As an example of such a technique of reduction of the process isolation we have implemented the diffusion method of parallelization. The diffusion method allows the gene from a certain subpopulation to affect directly the computation of another local genetic algorithm. However, we expect quite frequent communication between the processes. This method requires each gene of the global population to be placed in a grid of positions. According to this grid each gene knows its direct neighbours (see Fig. 3.4-1 for examples). The grid of positions defines the internal structure in the global population. Every genetic operator is performed locally according to this structure. First a certain position together with its neighbourhood in the grid are chosen. Genes from this neighbourhood are chosen as arguments of the genetic operator. The resulting genes are placed back into the grid instead of some older genes selected from the previously chosen neighbourhood.

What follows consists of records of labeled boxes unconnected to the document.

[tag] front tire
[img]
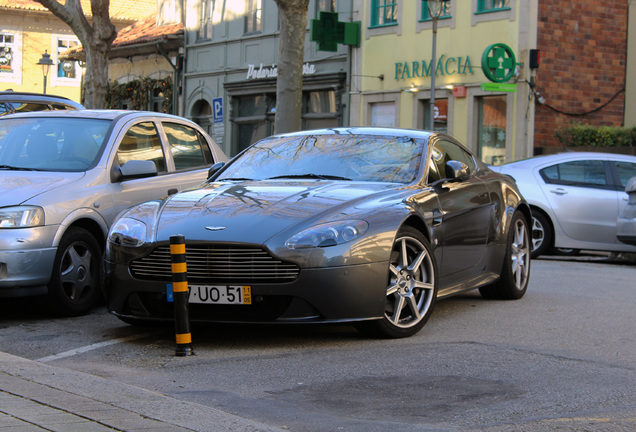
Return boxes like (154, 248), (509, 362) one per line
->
(479, 212), (531, 300)
(47, 227), (102, 316)
(360, 226), (438, 338)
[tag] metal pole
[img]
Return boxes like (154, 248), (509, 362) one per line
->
(170, 235), (194, 357)
(428, 16), (437, 132)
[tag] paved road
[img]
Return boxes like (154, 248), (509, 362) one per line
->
(0, 260), (636, 432)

In another words, a gene can affect genes only in its certain neighbourhood.

Figure 3.4-1: Examples of structure of positions.

The global population is divided into subpopulations that represent disjunctive regions of the grid. On every subpopulation a local genetic algorithm is performed by a child process. The objective of the diffusion method is to allow each gene to affect its neighbours, even if they are members of another subpopulation maintained by another process. See Fig.3.4-2 for an example: the gene 2 from the subpopulation A has two neighbours in the inland of A. Also genes 1 and 3 in the borderland of the subpopulation A and gene 7 in the borderland of the B are direct neighbours of the gene 2. The division of the global population into the subpopulations implies a certain structure of subpopulations: each subpopulation knows its direct neighbours. The subpopulation is divided into the following regions: the inland and the borderlands. The inland represents the central part of the subpopulation (dark marked in Fig.3.4-2). The number of borderlands corresponds with the number of direct neighbours of the child process. Each borderland consists of genes that are close to a certain neighbour in the grid of positions e.g. the borderland of A corresponding with neighbour B consists of genes 1, 2 and 3 in Fig.3.4-2.

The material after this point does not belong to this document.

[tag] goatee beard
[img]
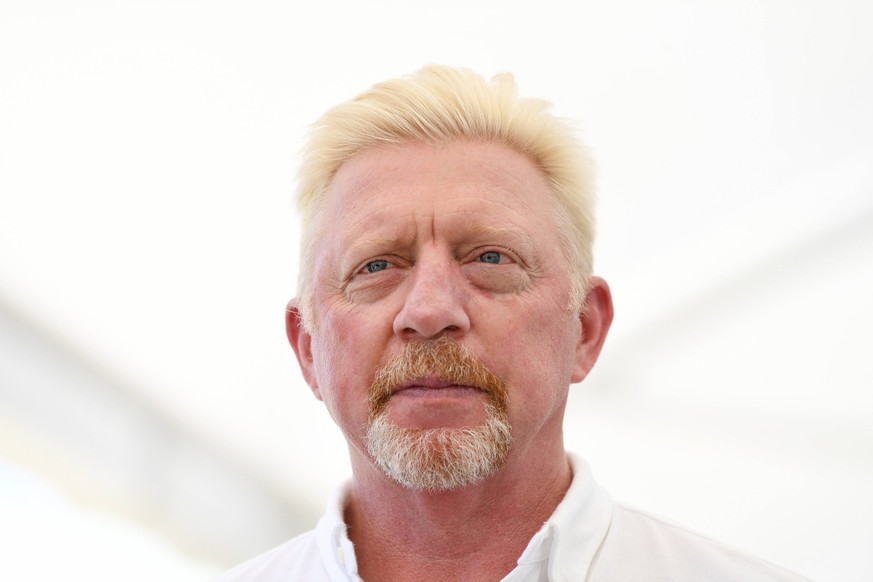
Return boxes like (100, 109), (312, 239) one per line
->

Each child process maintains a shadow copy of the corresponding borderland of each neighbour process. E.g. the subpopulation A has shadow copies of genes 6, 7 and 8 (the borderland of B) and copies of genes 11, 12 and 13 (the borderland of C). Subpopulation B has copies of genes 1, 2, 3 and 13,14 and 15. These shadow copies are connected to the own borderlands as in the grid of the global population. The genes in these copies are normal members of the subpopulation, but the child process cannot change or replace them as a result of the genetic operator. E.g. the subpopulation A can modify all own genes (1, 2, 3, 4, 5 and other), but cannot change the copies of the genes 6, 7, 8, 11, 12 or 13. During the computation of the genetic algorithm the child processes exchange the information about the changes performed on the genes in their own borderlands. According to this information, the child processes refresh their shadow copies of the changed genes. In fact it is not necessary to keep the shadow copies up-to-date in every step. The messages containing the information about changes are, in fact, very short and they can be buffered to reduce the frequency of the communication (see subsection Message Buffering).

Figure 3.4-2: An example of a grid of positions (with six direct neighbours of every gene) and the splitting of the global population into the subpopulations.